Kroll Bond Rating Agency on Wednesday published the presale report for the $571.76m Cascade Mortgage Funding Trust 2018-RM2. The deal is backed by a pool of 915 reverse mortgages issued between 2002 and 2008 and acquired by Waterfall. 

In a reverse mortgage, a homeowner borrows against a portion of the equity value in their home. Reverse mortgage borrowers make no repayments until a repayment event occurs for the last surviving borrower, such as the sale of the property. The loan does not amortize and accrues interest until the repayment event. Borrowers are still responsible for paying property taxes.

Kroll notes that reverse mortgage borrowers are typically older, and that the minimum age to qualify for a government guaranteed reverse mortgage is 62, though none of the loans in this deal carry a guarantee.

Classes ‘A’ to ‘F’ in the Waterfall deal are fixed rate and rated AAA to B-, while there is also a AAA rated floating rate tranche. Barclays is leading the transaction.

Kroll notes that normal probability of default considerations applied to traditional RMBS are not applicable with reverse mortgages, and instead the rating agency focused on probabilities of borrower mortality, morbidity and the likelihood that they sell the property during the term of the mortgage.

The deal marks yet another new flavour of RMBS that has come to market since the financial crisis. While the private label MBS sector is still a fraction of its pre-crisis size, deal types have become more varied. The market in 2018 is a mixed bag of re-performing, non-performing, prime jumbo and agency credit risk transfer MBS, with a good portion of mortgage servicing rights securitizations also in the mix.  

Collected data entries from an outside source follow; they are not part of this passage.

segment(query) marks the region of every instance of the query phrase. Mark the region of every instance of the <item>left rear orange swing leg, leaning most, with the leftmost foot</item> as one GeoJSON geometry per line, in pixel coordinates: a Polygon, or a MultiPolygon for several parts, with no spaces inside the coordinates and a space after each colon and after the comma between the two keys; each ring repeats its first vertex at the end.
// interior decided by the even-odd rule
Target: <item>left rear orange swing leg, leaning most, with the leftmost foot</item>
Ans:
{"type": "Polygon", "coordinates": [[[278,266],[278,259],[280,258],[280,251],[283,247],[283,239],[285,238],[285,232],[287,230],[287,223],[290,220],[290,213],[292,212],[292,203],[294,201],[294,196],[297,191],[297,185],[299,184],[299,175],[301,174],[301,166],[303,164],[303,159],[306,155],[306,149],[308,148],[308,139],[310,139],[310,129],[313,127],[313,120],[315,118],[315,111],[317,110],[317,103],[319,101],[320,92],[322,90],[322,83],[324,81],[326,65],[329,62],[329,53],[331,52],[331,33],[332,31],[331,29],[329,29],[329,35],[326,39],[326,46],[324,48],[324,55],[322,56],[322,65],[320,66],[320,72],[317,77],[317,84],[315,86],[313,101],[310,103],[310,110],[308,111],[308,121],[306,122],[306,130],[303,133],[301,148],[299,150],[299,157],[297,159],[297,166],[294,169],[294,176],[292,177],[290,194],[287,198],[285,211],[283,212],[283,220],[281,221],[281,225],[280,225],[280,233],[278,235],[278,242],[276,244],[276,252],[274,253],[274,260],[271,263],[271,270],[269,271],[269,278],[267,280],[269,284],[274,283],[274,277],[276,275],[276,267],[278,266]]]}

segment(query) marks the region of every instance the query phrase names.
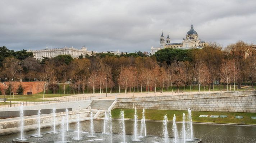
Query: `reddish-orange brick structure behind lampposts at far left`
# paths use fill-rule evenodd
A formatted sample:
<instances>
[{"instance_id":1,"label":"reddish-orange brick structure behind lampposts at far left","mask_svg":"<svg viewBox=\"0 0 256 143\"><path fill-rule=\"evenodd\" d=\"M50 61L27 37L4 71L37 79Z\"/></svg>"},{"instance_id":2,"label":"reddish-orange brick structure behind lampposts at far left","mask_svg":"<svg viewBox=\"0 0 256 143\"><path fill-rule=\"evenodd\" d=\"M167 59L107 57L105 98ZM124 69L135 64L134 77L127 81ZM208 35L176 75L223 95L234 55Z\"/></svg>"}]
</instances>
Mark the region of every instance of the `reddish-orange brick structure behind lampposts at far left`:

Reverse mortgages have been eyed as the next step of the post crisis RMBS evolution for some time, but observers have said that what little paper has emerged has largely been in private deals.

Other RMBS sources have also eyed home equity line of credit securitizations as the next step in growing the private label RMBS market, but the complexities of that investment, as well as their dodgy crisis-era legacy could make them a tough sell for investors.